Santé – Sciences

Les pharmaciens autorisés à vacciner contre la grippe en Auvergne-Rhône-Alpes et Nouvelle-Aquitaine

Par Tifany Antkowiak, France Bleu Béarn, France Bleu Creuse, France Bleu Gascogne, France Bleu Gironde, France Bleu Isère, France Bleu La Rochelle, France Bleu Limousin, France Bleu Pays Basque, France Bleu Pays d'Auvergne, France Bleu Pays de Savoie, France Bleu Périgord, France Bleu Poitou, France Bleu Saint-Étienne Loire et France Bleu vendredi 12 mai 2017 à 18:49

La vaccination contre la grippe par les pharmaciens est lancée à titre expérimental en Auvergne-Rhône-Alpes et Nouvelle-Aquitaine.
La vaccination contre la grippe par les pharmaciens est lancée à titre expérimental en Auvergne-Rhône-Alpes et Nouvelle-Aquitaine. © Maxppp - Lefebvre

Les pharmaciens des régions Auvergne-Rhône-Alpes et Nouvelle-Aquitaine sont autorisés à titre expérimental à procéder à des vaccinations contre la grippe, selon un arrêté publié au Journal officielle jeudi.

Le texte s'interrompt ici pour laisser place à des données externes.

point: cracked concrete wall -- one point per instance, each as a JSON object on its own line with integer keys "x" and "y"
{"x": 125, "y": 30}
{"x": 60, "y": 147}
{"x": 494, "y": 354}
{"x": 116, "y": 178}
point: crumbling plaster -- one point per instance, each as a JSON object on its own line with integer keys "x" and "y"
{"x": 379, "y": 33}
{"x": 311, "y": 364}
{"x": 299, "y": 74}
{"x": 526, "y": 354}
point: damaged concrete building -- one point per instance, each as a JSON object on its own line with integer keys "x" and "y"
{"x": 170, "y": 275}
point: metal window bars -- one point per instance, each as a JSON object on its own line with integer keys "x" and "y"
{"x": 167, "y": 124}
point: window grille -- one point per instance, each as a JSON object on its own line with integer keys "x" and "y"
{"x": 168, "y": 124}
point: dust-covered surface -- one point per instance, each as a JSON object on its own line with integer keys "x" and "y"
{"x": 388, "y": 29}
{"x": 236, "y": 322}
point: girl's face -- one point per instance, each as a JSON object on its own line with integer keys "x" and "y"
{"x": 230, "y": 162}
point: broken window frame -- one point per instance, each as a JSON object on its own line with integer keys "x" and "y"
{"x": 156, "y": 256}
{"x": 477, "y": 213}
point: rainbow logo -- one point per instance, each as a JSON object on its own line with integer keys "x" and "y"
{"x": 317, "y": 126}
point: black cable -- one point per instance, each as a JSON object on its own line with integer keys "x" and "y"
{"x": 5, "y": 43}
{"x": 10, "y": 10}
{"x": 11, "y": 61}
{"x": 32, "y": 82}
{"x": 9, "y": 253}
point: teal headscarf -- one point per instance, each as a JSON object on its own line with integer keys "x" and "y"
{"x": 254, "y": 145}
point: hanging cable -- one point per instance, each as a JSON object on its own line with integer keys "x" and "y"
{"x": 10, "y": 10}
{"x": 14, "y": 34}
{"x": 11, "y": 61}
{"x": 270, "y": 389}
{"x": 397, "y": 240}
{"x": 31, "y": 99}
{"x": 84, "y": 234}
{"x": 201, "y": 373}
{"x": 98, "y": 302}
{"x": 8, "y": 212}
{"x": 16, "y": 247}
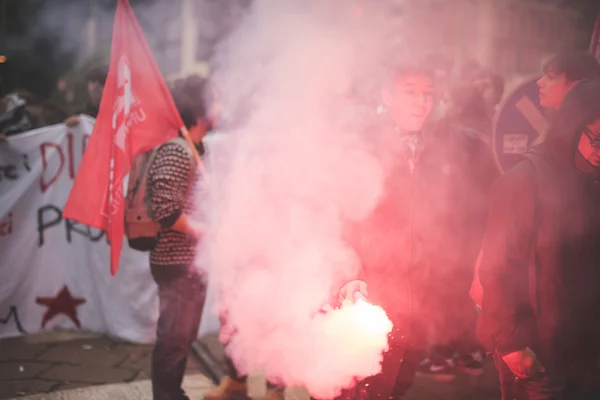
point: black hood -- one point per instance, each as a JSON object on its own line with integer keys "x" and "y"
{"x": 580, "y": 107}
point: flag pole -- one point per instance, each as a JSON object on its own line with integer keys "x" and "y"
{"x": 186, "y": 136}
{"x": 595, "y": 42}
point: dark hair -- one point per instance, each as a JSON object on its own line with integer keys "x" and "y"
{"x": 438, "y": 61}
{"x": 419, "y": 68}
{"x": 97, "y": 74}
{"x": 574, "y": 64}
{"x": 188, "y": 113}
{"x": 498, "y": 84}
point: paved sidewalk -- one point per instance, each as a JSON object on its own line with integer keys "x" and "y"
{"x": 66, "y": 366}
{"x": 53, "y": 362}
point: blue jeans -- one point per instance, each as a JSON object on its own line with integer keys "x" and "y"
{"x": 181, "y": 302}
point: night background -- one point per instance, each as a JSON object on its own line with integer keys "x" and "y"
{"x": 41, "y": 40}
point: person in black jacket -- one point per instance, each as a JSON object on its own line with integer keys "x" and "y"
{"x": 540, "y": 268}
{"x": 406, "y": 240}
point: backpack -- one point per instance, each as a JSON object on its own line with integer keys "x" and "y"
{"x": 140, "y": 228}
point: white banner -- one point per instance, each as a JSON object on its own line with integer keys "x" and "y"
{"x": 55, "y": 272}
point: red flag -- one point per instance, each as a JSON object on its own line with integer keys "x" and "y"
{"x": 136, "y": 114}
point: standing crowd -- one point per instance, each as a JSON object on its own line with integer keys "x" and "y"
{"x": 529, "y": 236}
{"x": 466, "y": 261}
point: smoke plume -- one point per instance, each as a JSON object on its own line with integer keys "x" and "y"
{"x": 302, "y": 77}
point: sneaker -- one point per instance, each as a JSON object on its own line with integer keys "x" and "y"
{"x": 470, "y": 364}
{"x": 441, "y": 370}
{"x": 227, "y": 389}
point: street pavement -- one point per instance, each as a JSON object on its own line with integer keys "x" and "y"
{"x": 68, "y": 366}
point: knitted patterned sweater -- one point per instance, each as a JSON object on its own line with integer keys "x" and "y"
{"x": 170, "y": 183}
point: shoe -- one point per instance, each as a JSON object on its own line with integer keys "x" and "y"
{"x": 227, "y": 389}
{"x": 439, "y": 369}
{"x": 470, "y": 364}
{"x": 275, "y": 393}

En Auvergne-Rhône-Alpes et en Nouvelle-Aquitaine, les pharmaciens ont l'autorisation de vacciner contre la grippe saisonnière, d'après un arrêté paru jeudi au Journal officiel. La mesure, lancée à titre expérimental, concerne uniquement ces deux régions.

Consentement écrit du patient et information au médecin traitant

L'arrêté précise que les pharmaciens qui peuvent procéder à ces vaccinations doivent attester d'une formation spécifique, et qu'ils ne peuvent pas vacciner les femmes enceintes et des personnes qui n'ont jamais été vaccinées contre la grippe. "Les personnes à risque particulier (réaction allergique à une vaccination antérieure, traitements anti-coagulants...) identifiées par le pharmacien lors de l'entretien pré-vaccinal doivent également être orientées vers le médecin traitant", ajoute le texte. Avant tout vaccin, le pharmacien doit recueillir le consentement par écrit du patient et informer le médecin traitant de ce dernier de son acte.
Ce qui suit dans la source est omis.